UH24: Arbeitsunfälle vermeiden

UMSETZUNGSHILFE Nr. 24

Arbeitsunfälle vermeiden

März 2014, Diese UH als PDF downloaden

„Bei 47 von 53 tödlich verlaufenen Unfällen haben Waldarbeiter Generalregeln zur Arbeitssicher-heit missachtet und Unerlaubtes praktiziert.“ (Heil 1996).
Ähnlich verhält es sich im Straßenverkehr und am Arbeitsplatz. Unfälle werden am häufigsten durch bewusst falsches Verhalten verursacht. Im Straßenverkehr wird die zulässige Höchstgeschwindigkeit missachtet – im Betrieb die vorgeschriebene Schutzausrüstung nicht getragen.
Verhaltensbeeinflussung ist deshalb der Schlüssel, um die Anzahl der Arbeitsunfälle zu reduzieren.
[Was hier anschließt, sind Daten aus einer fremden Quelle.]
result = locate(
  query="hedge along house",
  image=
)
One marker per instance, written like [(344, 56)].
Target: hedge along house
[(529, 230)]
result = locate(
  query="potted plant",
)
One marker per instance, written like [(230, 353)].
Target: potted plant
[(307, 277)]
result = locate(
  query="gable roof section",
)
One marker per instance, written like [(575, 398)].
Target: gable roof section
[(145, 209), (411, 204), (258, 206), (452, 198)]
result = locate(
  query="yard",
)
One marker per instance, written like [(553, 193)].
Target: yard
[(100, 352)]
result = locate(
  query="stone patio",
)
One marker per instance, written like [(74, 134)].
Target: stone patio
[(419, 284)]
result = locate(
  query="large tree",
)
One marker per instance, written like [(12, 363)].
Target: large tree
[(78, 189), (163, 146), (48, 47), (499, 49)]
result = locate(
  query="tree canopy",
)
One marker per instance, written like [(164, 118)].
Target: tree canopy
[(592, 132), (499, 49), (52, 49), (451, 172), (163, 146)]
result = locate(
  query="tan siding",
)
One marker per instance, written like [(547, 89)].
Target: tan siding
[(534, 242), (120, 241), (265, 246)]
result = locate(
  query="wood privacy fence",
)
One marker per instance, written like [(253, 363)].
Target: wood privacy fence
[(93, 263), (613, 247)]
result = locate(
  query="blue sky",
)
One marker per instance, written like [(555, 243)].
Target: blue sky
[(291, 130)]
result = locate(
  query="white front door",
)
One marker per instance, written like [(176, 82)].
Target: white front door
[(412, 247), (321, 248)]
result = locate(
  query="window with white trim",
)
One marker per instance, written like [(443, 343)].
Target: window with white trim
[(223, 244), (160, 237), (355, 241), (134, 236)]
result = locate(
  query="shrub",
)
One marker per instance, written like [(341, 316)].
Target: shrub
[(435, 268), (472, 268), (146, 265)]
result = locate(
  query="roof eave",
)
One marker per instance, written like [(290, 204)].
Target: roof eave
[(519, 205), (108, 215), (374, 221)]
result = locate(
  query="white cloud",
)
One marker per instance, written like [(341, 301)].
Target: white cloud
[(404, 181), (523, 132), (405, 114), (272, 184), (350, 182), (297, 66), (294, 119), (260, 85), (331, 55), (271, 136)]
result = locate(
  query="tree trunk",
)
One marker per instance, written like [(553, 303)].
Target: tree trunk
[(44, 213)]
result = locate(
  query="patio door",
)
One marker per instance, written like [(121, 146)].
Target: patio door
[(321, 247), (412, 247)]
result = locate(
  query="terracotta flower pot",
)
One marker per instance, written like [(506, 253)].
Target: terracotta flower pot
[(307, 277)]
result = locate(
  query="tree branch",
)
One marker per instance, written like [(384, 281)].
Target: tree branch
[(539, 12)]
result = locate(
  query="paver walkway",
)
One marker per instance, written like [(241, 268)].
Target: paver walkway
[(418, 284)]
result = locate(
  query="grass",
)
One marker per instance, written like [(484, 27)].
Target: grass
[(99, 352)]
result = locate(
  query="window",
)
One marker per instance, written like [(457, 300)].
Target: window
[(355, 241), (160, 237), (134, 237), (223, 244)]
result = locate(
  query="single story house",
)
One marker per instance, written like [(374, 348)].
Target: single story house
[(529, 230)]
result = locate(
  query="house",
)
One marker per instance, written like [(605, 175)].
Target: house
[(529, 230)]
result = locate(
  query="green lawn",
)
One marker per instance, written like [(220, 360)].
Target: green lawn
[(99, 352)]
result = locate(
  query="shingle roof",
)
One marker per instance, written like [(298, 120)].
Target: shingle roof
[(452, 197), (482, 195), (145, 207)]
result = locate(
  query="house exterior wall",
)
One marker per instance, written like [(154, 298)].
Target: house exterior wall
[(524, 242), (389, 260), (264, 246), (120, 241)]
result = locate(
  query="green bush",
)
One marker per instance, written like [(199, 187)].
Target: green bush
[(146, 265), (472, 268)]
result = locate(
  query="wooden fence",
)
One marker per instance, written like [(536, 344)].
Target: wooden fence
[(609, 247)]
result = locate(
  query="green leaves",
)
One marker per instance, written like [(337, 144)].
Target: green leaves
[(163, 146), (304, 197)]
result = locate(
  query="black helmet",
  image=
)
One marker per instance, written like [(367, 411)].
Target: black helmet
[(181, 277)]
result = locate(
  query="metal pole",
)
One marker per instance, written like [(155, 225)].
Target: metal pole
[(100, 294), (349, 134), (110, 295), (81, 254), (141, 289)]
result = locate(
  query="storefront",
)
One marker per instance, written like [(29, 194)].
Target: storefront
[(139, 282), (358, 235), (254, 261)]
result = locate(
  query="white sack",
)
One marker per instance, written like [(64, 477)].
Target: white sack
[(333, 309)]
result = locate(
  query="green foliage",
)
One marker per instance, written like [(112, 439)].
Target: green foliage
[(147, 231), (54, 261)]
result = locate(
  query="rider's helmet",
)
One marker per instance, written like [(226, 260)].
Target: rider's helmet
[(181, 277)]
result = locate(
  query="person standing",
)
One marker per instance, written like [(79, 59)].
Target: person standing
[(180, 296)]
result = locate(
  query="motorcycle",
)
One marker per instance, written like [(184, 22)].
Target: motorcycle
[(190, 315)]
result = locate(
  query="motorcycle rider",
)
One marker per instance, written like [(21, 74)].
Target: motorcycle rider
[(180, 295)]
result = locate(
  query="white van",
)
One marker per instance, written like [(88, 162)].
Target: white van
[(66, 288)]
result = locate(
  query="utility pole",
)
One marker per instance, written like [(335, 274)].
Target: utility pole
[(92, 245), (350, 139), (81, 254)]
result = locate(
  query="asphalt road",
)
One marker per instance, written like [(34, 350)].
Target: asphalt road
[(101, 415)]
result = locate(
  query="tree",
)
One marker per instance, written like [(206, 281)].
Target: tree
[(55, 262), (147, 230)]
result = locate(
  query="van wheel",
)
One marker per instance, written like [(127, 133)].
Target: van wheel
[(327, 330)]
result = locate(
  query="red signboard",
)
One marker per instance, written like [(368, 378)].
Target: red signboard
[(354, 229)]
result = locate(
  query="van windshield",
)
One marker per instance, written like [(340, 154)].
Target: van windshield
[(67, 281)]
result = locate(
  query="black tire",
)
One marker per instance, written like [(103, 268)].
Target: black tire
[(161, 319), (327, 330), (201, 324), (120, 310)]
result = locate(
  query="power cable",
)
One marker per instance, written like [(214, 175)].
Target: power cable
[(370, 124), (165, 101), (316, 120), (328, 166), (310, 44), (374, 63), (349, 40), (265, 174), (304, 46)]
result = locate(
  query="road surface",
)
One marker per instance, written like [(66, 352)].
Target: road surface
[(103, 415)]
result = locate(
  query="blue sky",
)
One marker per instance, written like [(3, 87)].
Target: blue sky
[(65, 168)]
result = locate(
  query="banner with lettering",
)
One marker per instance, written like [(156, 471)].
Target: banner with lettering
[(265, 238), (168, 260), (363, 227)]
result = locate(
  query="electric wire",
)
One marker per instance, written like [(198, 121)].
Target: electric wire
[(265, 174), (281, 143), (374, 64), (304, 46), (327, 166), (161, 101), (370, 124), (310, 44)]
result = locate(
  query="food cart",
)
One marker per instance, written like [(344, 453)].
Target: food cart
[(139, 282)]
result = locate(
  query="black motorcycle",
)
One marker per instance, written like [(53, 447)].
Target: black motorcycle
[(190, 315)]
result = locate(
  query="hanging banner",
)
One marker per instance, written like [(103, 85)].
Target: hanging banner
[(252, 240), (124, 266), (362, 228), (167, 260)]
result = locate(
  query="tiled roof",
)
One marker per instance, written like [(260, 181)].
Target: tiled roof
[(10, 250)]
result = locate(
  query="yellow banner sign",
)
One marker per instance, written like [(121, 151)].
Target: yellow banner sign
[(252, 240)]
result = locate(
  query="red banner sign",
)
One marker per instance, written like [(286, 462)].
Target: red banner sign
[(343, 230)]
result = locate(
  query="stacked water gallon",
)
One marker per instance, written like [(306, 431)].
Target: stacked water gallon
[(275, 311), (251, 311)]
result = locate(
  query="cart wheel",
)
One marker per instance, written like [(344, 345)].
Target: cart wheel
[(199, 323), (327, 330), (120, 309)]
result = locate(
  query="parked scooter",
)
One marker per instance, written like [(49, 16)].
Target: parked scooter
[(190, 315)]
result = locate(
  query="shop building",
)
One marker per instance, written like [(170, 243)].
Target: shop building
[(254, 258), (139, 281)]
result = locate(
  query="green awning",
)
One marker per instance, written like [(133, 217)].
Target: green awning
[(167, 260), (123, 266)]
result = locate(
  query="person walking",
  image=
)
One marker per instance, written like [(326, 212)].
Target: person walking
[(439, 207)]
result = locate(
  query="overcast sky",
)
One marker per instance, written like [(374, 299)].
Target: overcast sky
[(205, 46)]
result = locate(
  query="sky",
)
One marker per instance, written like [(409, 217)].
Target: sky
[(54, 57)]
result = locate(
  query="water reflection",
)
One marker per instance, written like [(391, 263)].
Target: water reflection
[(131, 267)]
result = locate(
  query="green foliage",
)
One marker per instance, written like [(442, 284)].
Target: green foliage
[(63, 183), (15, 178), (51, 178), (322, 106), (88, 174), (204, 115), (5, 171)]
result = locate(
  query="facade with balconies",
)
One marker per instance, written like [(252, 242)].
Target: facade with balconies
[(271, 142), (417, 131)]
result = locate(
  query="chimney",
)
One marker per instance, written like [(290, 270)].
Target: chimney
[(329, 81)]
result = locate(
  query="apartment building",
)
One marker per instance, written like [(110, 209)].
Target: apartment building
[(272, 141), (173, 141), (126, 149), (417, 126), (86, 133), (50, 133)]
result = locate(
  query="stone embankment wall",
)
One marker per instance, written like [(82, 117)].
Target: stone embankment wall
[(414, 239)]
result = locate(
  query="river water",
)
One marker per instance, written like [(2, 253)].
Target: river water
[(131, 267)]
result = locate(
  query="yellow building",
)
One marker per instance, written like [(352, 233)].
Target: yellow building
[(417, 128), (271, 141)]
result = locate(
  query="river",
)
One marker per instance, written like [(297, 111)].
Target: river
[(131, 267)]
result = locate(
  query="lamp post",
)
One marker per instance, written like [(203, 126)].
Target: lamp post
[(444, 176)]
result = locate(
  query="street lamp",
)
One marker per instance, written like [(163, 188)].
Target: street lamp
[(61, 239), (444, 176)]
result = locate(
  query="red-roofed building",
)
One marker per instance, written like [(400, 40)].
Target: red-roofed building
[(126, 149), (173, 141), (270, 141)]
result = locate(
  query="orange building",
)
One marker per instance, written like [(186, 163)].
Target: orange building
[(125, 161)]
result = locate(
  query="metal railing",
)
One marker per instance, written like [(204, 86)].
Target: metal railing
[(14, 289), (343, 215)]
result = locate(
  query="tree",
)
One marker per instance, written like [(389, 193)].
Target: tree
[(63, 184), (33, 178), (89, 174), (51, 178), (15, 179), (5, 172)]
Diese Umsetzungshilfe gibt Ihnen konkrete Tipps, wie Sie das Sicherheitsverhalten beeinflussen:

1. Analysieren Sie Unfälle nach dem TOP-Prinzip und handeln Sie danach

Untersuchen Sie jeden Unfall nach folgenden drei Ursachen:

  • Technisch: War technisches Versagen die Unfallursache? Hatte sich zum Beispiel Wasser mit der Bremsflüssigkeit vermischt?
  • Organisatorisch: Lassen die Arbeitsabläufe kein sicheres Arbeiten zu? Muss der Mitarbeiter zum Beispiel immer den Verkehrsgang für das Bedienen der Maschine betreten?
  • Persönlich: Ist der Unfall durch falsches Verhalten des Mitarbeiters verursacht worden? Wurde zum Beispiel die vorgeschriebene Schutzausrüstung nicht getragen?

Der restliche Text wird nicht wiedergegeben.